The proposed changes to Rule 504 would make the federal exemption from registration independent of state registration. Regardless of registration under state law, the federal exemption would be available for offerings of up to $1,000,000, even if the issuer advertises the sale, and buyers would be permitted to resell the stock freely.
In contrast to Rule 504, Regulation A is similar to a registered public offering in that a formal offering document, and filing with the SEC, are required. The SEC is proposing revisions to the form of offering document to make it more “user friendly.” A major portion of the current form would be replaced with a question-and-answer form (Form U-7) recently developed to simplify disclosure requirements for issuers and provide investors with an offering document that is easily understood. (See the discussion of “SCOR” offerings and Form U-7 in our October 1991 issue.) In addition, the new Regulation A dollar limit would be $5,000,000 instead of the current $1,500,000.
TLB Comment: These proposals represent a critical step toward making capital available to small companies.
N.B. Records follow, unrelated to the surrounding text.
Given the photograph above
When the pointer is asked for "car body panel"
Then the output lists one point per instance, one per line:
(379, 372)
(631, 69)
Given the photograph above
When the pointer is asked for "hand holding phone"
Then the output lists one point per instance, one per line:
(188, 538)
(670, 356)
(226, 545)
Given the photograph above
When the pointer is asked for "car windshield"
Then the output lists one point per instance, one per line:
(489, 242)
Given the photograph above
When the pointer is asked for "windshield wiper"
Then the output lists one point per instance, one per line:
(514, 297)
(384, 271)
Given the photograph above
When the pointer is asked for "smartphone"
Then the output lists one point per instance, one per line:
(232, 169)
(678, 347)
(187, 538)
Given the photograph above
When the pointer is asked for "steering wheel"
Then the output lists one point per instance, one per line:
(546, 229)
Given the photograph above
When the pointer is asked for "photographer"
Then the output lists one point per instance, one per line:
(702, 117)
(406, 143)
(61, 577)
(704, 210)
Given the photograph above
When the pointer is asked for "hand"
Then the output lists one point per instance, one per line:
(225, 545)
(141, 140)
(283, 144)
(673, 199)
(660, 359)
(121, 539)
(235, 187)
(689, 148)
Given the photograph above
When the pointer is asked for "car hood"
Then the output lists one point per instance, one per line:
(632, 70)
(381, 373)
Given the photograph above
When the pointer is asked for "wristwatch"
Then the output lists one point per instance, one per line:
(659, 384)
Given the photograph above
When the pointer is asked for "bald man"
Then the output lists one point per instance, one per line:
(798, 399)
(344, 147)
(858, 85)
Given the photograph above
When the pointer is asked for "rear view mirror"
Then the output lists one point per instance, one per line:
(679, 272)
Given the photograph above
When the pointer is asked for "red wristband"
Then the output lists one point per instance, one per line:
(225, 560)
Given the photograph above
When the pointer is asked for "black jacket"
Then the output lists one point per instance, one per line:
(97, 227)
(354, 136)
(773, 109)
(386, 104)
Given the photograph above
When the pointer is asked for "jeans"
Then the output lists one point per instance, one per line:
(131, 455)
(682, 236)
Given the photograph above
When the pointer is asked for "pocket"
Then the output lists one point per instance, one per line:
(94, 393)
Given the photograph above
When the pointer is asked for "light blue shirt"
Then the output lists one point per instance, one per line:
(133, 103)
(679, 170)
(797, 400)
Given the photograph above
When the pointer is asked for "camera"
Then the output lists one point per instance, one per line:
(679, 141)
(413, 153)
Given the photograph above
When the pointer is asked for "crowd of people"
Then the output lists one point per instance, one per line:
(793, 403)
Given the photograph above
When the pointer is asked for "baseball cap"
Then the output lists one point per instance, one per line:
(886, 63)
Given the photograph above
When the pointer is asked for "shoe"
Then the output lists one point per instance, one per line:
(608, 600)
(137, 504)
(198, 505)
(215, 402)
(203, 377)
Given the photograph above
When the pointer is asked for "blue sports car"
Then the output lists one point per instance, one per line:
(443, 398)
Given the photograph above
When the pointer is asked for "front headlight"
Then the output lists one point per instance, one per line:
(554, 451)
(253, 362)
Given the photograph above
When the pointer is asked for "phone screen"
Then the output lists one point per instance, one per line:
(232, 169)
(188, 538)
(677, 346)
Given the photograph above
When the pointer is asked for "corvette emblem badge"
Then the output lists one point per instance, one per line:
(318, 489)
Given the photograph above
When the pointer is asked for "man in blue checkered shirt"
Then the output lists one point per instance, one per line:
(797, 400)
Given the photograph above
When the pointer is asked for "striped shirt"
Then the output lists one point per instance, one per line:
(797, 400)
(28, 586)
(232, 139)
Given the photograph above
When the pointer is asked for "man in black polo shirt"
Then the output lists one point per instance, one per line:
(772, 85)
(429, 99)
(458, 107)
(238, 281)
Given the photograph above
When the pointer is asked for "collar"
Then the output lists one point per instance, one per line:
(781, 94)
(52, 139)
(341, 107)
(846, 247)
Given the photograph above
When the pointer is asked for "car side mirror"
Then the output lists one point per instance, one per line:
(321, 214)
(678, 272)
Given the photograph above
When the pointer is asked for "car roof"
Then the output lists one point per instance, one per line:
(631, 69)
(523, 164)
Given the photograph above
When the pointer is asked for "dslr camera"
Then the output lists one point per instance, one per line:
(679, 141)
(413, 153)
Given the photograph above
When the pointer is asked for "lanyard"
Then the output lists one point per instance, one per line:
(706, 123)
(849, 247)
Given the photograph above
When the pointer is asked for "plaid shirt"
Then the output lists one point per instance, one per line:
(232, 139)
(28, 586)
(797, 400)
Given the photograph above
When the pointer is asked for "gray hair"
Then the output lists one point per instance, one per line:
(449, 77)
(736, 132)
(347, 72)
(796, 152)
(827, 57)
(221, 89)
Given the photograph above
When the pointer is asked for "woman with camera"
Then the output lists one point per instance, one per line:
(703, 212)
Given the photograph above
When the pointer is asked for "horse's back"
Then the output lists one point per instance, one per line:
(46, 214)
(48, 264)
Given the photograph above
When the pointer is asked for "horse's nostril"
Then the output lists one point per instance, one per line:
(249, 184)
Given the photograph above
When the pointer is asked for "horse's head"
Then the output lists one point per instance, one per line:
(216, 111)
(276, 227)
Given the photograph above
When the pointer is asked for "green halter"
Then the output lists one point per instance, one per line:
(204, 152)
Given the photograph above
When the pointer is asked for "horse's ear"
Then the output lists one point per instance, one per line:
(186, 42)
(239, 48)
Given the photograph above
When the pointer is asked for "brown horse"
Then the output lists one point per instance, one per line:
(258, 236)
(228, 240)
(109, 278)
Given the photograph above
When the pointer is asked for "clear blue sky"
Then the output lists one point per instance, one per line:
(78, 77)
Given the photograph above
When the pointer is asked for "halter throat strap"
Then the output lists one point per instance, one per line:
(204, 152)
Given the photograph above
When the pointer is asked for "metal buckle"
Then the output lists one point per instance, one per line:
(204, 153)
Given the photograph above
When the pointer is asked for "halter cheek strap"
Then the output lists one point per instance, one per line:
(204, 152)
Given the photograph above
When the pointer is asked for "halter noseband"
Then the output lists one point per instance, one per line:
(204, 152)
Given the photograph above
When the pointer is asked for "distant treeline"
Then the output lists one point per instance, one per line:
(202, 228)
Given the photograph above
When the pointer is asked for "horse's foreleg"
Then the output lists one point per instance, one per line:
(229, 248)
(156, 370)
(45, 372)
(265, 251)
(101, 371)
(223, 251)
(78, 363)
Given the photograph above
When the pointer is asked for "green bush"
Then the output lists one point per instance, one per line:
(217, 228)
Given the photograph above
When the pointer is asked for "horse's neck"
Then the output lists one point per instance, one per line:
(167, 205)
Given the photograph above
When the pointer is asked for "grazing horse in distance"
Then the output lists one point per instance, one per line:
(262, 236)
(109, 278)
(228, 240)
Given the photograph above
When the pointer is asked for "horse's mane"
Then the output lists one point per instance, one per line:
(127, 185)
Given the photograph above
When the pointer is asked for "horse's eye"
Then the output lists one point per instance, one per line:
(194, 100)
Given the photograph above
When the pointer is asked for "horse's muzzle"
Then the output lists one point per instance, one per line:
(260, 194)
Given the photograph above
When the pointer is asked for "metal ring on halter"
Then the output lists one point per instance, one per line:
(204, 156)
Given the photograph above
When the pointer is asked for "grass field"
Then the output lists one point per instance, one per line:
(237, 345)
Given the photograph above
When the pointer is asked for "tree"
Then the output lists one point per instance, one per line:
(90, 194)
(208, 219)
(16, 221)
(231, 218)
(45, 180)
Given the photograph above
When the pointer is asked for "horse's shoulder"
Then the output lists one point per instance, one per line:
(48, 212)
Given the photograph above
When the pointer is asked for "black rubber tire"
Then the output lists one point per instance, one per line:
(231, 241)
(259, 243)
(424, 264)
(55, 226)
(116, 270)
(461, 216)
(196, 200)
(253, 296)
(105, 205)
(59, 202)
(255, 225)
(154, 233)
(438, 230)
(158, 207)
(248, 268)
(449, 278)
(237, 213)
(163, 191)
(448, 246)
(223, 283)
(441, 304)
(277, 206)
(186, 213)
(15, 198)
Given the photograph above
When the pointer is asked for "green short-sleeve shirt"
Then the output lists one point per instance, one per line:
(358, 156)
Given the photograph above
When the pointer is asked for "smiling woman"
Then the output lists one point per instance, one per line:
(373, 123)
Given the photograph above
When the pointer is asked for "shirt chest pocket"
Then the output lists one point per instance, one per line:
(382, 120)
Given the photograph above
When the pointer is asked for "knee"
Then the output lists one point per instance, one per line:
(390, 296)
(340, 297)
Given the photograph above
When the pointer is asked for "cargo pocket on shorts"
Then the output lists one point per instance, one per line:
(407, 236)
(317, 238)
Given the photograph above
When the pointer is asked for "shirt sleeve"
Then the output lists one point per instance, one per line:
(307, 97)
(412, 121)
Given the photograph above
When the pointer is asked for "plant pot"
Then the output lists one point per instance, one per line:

However, they only address half of the problem. Securities sales are regulated at both the federal and the state levels. While the SEC’s proposals would make compliance with federal law easier, they do not address state “blue sky” laws. These laws vary from state to state, and an issuer must comply with the laws of each state in which it offers stock. Frequently, availability of an exemption from state registration is dependent upon complex and arcane rules, and upon compliance with unpublished policies of state securities administrators. We hope the states will bring their respective blue sky laws into line with these proposed federal changes; once they do, the SEC’s proposals will indeed reduce the costs of offerings, increase the ability of small issuers to identify buyers and enhance the ability of small companies to raise money.